The next step is to estimate the probability that the next observed individual is from a species which has been seen $r$ times. For a single species this estimate is
$$p_r = \frac{(r+1) S(N_{r+1})}{NS(N_r)}.$$
Here, the notation $S(\cdot)$ means the smoothed, or adjusted value of the frequency shown in parentheses. An overview of how to perform this smoothing follows in the next section (see also empirical Bayes method).

To estimate the probability that the next observed individual is from any species from this group (i.e., the group of species seen $r$ times) one can use the following formula:
$$\frac{(r+1) S(N_{r+1})}{N}.$$

===Smoothing===
For smoothing the erratic values in $N_r$ for large $r$, we would like to make a plot of $\log N_r$ versus $\log r$ but this is problematic because for large $r$ many $N_r$ will be zero. Instead a revised quantity, $\log Z_r$, is plotted versus $\log r$, where $Z_r$ is defined as

$$Z_r = \frac{N_r}{(t - q)/2},$$

and where $q$, $r$, and $t$ are three consecutive subscripts with non-zero counts $N_q$, $N_r$, $N_t$. For the special case when $r$ is 1, take $q$ to be 0. In the opposite special case, when $r = r_\text{last}$ is the index of the last non-zero count, replace the divisor $(t - q)/2$ with $r_\text{last} - q$, so $Z_{r_\text{last}} = N_{r_\text{last}} / (r_\text{last} - q)$.

A simple linear regression is then fitted to the log–log plot.

For small values of $r$ it is reasonable to set $S(N_r) = N_r$ – that is, no smoothing is performed.

For large values of $r$, values of $S(N_r)$ are read off the regression line.

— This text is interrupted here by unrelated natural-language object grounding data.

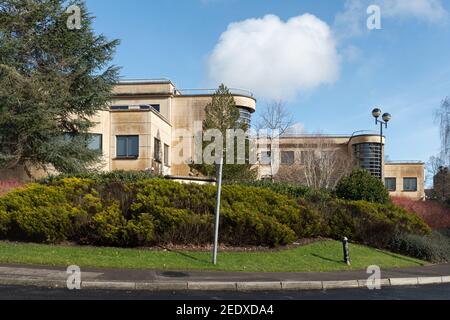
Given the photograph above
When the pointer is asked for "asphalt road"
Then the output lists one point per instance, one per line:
(431, 292)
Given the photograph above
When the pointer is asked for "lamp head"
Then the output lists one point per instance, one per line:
(376, 113)
(387, 117)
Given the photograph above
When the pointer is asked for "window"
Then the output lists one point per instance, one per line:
(95, 142)
(410, 184)
(287, 157)
(245, 115)
(119, 107)
(156, 107)
(166, 155)
(265, 157)
(157, 150)
(391, 184)
(127, 146)
(303, 157)
(368, 156)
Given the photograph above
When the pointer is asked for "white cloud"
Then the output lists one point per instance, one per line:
(273, 58)
(429, 10)
(352, 20)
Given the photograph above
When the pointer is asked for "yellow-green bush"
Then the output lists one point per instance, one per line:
(158, 211)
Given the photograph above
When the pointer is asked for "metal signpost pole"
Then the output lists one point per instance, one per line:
(216, 226)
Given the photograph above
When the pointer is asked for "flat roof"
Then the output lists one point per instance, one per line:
(403, 162)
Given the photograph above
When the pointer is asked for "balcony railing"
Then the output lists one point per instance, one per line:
(233, 91)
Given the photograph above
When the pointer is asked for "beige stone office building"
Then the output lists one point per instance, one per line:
(149, 122)
(361, 149)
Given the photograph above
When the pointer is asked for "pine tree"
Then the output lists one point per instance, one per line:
(52, 81)
(222, 114)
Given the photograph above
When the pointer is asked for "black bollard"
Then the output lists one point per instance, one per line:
(346, 251)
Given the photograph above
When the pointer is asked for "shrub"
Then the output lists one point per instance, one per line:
(361, 185)
(158, 211)
(101, 177)
(40, 213)
(7, 186)
(434, 248)
(436, 215)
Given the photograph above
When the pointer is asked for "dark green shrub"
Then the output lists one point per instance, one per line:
(101, 177)
(39, 213)
(288, 189)
(159, 211)
(434, 248)
(361, 185)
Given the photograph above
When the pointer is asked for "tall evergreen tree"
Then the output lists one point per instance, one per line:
(52, 81)
(222, 114)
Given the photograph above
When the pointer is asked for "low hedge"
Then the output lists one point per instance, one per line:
(153, 211)
(434, 247)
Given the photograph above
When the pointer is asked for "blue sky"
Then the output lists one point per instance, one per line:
(404, 68)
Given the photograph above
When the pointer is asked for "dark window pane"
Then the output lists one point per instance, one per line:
(166, 155)
(119, 107)
(128, 146)
(95, 142)
(133, 146)
(391, 184)
(157, 150)
(287, 157)
(410, 184)
(121, 146)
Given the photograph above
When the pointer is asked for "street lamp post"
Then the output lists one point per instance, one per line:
(219, 167)
(444, 172)
(386, 118)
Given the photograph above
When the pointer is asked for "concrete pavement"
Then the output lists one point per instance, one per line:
(154, 280)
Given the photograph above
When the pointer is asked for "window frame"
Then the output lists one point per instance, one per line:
(387, 185)
(157, 151)
(127, 138)
(119, 107)
(416, 184)
(289, 163)
(166, 155)
(92, 135)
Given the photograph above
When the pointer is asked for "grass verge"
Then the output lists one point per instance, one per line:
(317, 257)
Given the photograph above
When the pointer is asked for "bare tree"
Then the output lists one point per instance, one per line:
(321, 165)
(433, 167)
(442, 117)
(276, 120)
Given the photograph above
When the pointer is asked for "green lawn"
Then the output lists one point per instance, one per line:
(320, 256)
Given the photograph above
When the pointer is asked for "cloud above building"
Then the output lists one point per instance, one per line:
(275, 59)
(351, 21)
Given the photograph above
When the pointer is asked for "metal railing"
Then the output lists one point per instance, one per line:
(234, 91)
(404, 162)
(365, 132)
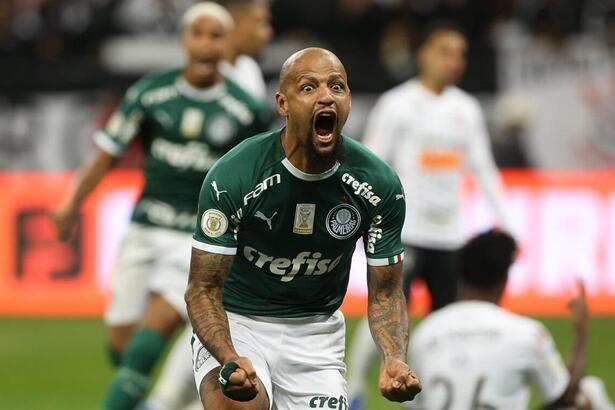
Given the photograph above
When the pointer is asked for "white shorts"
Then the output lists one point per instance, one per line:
(299, 361)
(150, 259)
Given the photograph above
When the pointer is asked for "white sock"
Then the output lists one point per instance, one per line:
(363, 353)
(593, 388)
(175, 387)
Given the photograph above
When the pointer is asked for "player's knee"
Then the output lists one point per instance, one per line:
(144, 350)
(118, 337)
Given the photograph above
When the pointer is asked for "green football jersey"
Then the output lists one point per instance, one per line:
(294, 233)
(184, 131)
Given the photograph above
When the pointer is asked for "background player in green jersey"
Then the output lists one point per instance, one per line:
(279, 217)
(186, 119)
(251, 34)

An automatic procedure (not described here) can be used to specify at what point the switch from no smoothing to linear smoothing should take place.
Code for the method is available in the public domain.

==Derivation==

Many different derivations of the above formula for $p_r$ have been given.

One of the simplest ways to motivate the formula is by assuming the next item will behave similarly to the previous item. The overall idea of the estimator is that currently we are seeing never-seen items at a certain frequency, seen-once items at a certain frequency, seen-twice items at a certain frequency, and so on. Our goal is to estimate just how likely each of these categories is, for the next item we will see. Put another way, we want to know the current rate at which seen-twice items are becoming seen-thrice items, and so on. Since we don't assume anything about the underlying probability distribution, it does sound a bit mysterious at first. But it is extremely easy to calculate these probabilities empirically for the previous item we saw, even assuming we don't remember exactly which item that was: Take all the items we have seen so far (including multiplicities) — the last item we saw was a random one of these, all equally likely. Specifically, the chance that we saw an item for the $(r+1)$th time is simply the chance that it was one of the items that we have now seen $r + 1$ times, namely $\frac{(r+1) N_{r+1}}{N}$. In other words, our chance of seeing an item that had been seen r times before was $\frac{(r+1) N_{r+1}}{N}$. So now we simply assume that this chance will be about the same for the next item we see. This immediately gives us the formula above for $p_0$, by setting $r=0$. And for $r>0$, to get the probability that a particular one of the $N_{r}$ items is going to be the next one seen, we need to divide this probability (of seeing some item that has been seen r times) among the $N_{r}$ possibilities for which particular item that could be. This gives us the formula $\;p_{r} = \frac{(r+1) N_{r+1}}{N N_r}$. Of course, your actual data will probably be a bit noisy, so you will want to smooth the values first to get a better estimate of how quickly the category counts are growing, and this gives the formula as shown above. This approach is in the same spirit as deriving the standard Bernoulli estimator by simply asking what the two probabilities were for the previous coin flip (after scrambling the trials seen so far), given only the current result counts, while assuming nothing about the underlying distribution.